1. Academic Validation
  2. Study of Intraventricular Cerliponase Alfa for CLN2 Disease

Study of Intraventricular Cerliponase Alfa for CLN2 Disease

  • N Engl J Med. 2018 May 17;378(20):1898-1907. doi: 10.1056/NEJMoa1712649.
Angela Schulz 1 Temitayo Ajayi 1 Nicola Specchio 1 Emily de Los Reyes 1 Paul Gissen 1 Douglas Ballon 1 Jonathan P Dyke 1 Heather Cahan 1 Peter Slasor 1 David Jacoby 1 Alfried Kohlschütter 1 CLN2 Study Group
Affiliations

Affiliation

  • 1 From the Department of Pediatrics, University Medical Center Hamburg-Eppendorf, Hamburg, Germany (A.S., A.K.); BioMarin Pharmaceutical, Novato, CA (T.A., H.C., P.S., D.J.); the Department of Neuroscience, Bambino Gesù Children's Hospital, IRCCS, Rome (N.S.); Nationwide Children's Hospital and Ohio State University, Columbus (E.L.R.); UCL Great Ormond Street Institute of Child Health, London (P.G.); and the Citigroup Biomedical Imaging Center, Departments of Radiology and Genetic Medicine, Weill Cornell Medical College, New York (D.B., J.P.D.).
Abstract

Background: Recombinant human tripeptidyl peptidase 1 (cerliponase alfa) is an enzyme-replacement therapy that has been developed to treat neuronal ceroid lipofuscinosis type 2 (CLN2) disease, a rare lysosomal disorder that causes progressive dementia in children.

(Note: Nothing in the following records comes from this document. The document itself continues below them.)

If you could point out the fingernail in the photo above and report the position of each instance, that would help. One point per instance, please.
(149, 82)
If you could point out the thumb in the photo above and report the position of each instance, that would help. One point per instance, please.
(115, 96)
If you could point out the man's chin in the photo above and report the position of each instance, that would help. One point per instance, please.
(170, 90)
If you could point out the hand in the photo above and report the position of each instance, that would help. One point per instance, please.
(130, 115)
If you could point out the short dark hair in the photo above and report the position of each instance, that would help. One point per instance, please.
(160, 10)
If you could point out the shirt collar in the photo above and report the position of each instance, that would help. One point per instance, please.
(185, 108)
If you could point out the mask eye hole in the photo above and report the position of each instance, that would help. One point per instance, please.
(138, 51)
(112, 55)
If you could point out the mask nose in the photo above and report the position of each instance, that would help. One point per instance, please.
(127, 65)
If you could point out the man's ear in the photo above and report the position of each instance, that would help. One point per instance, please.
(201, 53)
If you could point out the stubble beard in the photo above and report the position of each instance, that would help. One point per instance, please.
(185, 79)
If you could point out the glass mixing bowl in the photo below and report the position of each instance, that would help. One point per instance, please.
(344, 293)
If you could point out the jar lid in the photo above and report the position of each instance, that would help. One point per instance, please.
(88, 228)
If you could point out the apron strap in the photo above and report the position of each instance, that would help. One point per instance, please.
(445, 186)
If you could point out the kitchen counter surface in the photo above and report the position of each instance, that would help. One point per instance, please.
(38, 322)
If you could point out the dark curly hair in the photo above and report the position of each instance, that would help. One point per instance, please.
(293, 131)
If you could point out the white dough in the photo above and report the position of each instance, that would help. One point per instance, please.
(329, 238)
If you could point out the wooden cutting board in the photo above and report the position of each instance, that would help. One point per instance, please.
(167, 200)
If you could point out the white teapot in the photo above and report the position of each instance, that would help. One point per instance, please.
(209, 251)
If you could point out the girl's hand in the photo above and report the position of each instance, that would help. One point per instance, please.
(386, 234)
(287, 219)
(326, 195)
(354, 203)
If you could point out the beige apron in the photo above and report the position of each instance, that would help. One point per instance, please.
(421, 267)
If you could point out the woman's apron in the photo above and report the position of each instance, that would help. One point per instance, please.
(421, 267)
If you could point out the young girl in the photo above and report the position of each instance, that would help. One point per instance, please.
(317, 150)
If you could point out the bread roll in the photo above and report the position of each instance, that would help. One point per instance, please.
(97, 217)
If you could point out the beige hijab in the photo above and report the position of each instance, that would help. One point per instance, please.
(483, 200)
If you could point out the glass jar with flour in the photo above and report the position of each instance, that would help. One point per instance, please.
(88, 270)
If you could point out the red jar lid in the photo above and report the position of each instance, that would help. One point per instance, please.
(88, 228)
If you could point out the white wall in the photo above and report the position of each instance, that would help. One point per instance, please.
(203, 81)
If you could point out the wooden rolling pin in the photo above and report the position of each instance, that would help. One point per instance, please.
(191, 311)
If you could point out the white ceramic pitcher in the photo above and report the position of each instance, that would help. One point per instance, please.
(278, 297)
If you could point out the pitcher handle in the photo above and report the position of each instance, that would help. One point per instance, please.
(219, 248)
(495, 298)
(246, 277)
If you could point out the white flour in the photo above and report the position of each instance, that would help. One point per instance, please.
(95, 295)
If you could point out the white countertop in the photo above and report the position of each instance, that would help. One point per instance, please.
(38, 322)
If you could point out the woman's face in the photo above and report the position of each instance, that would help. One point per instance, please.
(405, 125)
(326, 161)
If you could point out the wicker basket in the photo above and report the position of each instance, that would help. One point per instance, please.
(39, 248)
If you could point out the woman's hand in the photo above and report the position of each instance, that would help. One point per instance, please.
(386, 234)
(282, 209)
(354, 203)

Methods: In a multicenter, open-label study, we evaluated the effect of intraventricular infusion of cerliponase alfa every 2 weeks in children with CLN2 disease who were between the ages of 3 and 16 years. Treatment was initiated at a dose of 30 mg, 100 mg, or 300 mg; all the patients then received the 300-mg dose for at least 96 weeks. The primary outcome was the time until a 2-point decline in the score on the motor and language domains of the CLN2 Clinical Rating Scale (which ranges from 0 to 6, with 0 representing no function and 3 representing normal function in each of the two domains), which was compared with the time until a 2-point decline in 42 historical controls. We also compared the rate of decline in the motor-language score between the two groups, using data from baseline to the last assessment with a score of more than 0, divided by the length of follow-up (in units of 48 weeks).

Results: Twenty-four patients were enrolled, 23 of whom constituted the efficacy population. The median time until a 2-point decline in the motor-language score was not reached for treated patients and was 345 days for historical controls. The mean (±SD) unadjusted rate of decline in the motor-language score per 48-week period was 0.27±0.35 points in treated patients and 2.12±0.98 points in 42 historical controls (mean difference, 1.85; P<0.001). Common adverse events included convulsions, pyrexia, vomiting, hypersensitivity reactions, and failure of the intraventricular device. In 2 patients, infections developed in the intraventricular device that was used to administer the infusion, which required Antibiotic treatment and device replacement.

Conclusions: Intraventricular infusion of cerliponase alfa in patients with CLN2 disease resulted in less decline in motor and language function than that in historical controls. Serious adverse events included failure of the intraventricular device and device-related infections. (Funded by BioMarin Pharmaceutical and others; CLN2 ClinicalTrials.gov numbers, NCT01907087 and NCT02485899 .).